Publicado em 18/10/2022 | Canal Azen, Advocacia, Direito Civil, Direito de Família

O PROCESSO DE DESTITUIÇÃO DO PODER FAMILIAR E A FAMÍLIA DE ORIGEM

No mês de outubro, que se comemora o “Dia das Crianças”, é um bom momento para nos informarmos e refletirmos sobre situações sensíveis a elas, como a questão de não ser mais cuidada pela família de origem.
Quando se chega nessa situação da criança ou adolescente ser afastado da família de origem, muitas vezes, se dá em razão de negligência dos pais, ou qualquer outro evento que represente contextos de riscos para a saúde física ou mental. Então, num certo momento a Promotoria da Infância e Adolescência pode iniciar o processo de destituição do poder familiar, que no final do mesmo o Juiz tomará a decisão se a criança/adolescente ficará com a sua família ou se manterá no abrigo e poderá, a partir de então, ser colocada em família substituta por processo de adoção.
Contextualizando um pouco apenas para o leitor a complexidade desses casos, viemos compartilhar uma demanda que chegou para nós recentemente. Uma avó materna muito triste e desesperada que o neto está num abrigo e a filha perdeu o poder familiar do seu filho. Ela, assim, deseja ser a guardiã do neto. Após uma leitura do processo percebemos como esses casos são desafiadores para todos os envolvidos. Difícil fazer um julgamento e responsabilizar alguém. Os profissionais de saúde e a equipe multidisciplinar do Juizado indicam em seus relatórios e laudos que a mãe não tem condições de exercer o seu papel de cuidadora principal do filho e são respaldados em fatos específicos. A mãe durante a gestação abusou de álcool e outras substâncias, como também não realizou o pré-natal corretamente. Já havia um histórico familiar que apontava certa desestrutura emocional e que levava a forte suspeita de não ser possível acolher uma criança.

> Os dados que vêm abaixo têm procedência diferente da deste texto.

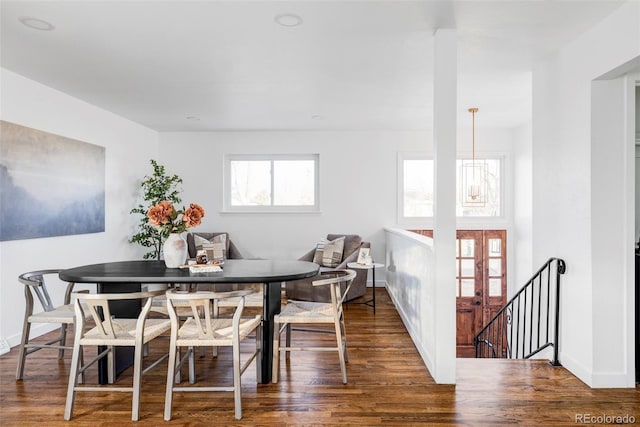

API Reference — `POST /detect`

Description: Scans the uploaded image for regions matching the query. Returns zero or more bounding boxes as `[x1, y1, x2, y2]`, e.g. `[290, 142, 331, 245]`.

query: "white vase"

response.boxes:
[162, 233, 187, 268]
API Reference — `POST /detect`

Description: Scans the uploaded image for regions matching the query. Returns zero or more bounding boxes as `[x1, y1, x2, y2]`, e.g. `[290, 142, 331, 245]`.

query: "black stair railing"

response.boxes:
[474, 258, 566, 366]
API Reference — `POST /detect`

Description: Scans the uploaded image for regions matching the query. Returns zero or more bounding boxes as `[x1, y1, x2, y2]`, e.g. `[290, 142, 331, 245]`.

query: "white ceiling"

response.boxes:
[0, 0, 623, 131]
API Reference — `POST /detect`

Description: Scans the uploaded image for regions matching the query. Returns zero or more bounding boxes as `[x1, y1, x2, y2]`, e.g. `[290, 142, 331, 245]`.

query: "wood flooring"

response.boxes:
[0, 288, 640, 426]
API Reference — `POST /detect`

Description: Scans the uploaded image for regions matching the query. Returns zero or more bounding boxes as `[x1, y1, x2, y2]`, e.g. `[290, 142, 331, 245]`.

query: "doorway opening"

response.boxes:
[412, 230, 507, 357]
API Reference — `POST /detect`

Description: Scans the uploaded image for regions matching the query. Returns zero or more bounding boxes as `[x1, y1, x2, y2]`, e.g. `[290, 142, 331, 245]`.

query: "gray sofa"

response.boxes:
[285, 234, 371, 302]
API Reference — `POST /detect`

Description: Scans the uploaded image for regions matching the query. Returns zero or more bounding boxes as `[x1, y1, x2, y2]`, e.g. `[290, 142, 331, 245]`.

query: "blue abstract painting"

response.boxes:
[0, 120, 105, 241]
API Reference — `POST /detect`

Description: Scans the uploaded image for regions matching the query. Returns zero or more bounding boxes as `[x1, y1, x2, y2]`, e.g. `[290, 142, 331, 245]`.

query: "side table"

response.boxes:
[347, 262, 384, 314]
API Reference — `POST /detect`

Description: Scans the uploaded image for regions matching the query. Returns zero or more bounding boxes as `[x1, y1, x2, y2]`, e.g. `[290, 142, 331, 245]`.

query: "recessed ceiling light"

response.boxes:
[18, 16, 56, 31]
[274, 13, 302, 27]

Por outro lado, a avó materna, a tia e a mãe da criança sofreram nos últimos anos a perda do marido/pai, que era uma figura que representava muito afeto e união entre todos da família. Esta perda desencadeou um processo de luto individual e familiar; cada membro reagiu de uma maneira diferente. A filha mais velha, que agora é a mãe do bebê, teve comportamentos mais destrutivos, o que resultou numa gravidez e na sequência um aborto espontâneo e logo em seguida outra gravidez. A equipe de saúde do hospital que recebia a gestante alterada pelo álcool encaminhou o pedido judicial de internação compulsória para acompanhar o desenvolvimento do feto e de ligadura das trompas, que foram deferidos.
Assim, o fato que se apresenta hoje é de uma família formada por três mulheres que perderam o direito de terem o filho/neto/sobrinho junto delas, sendo que a mãe não pode ter mais filhos em razão da laqueadura. O bebê se encontra há dois anos no abrigo, porque ainda tem o pai biológico que não foi destituído junto com a mãe. Por fim nos indagamos: qual o melhor interesse a ser defendido dessa criança agora com 02 anos de idade?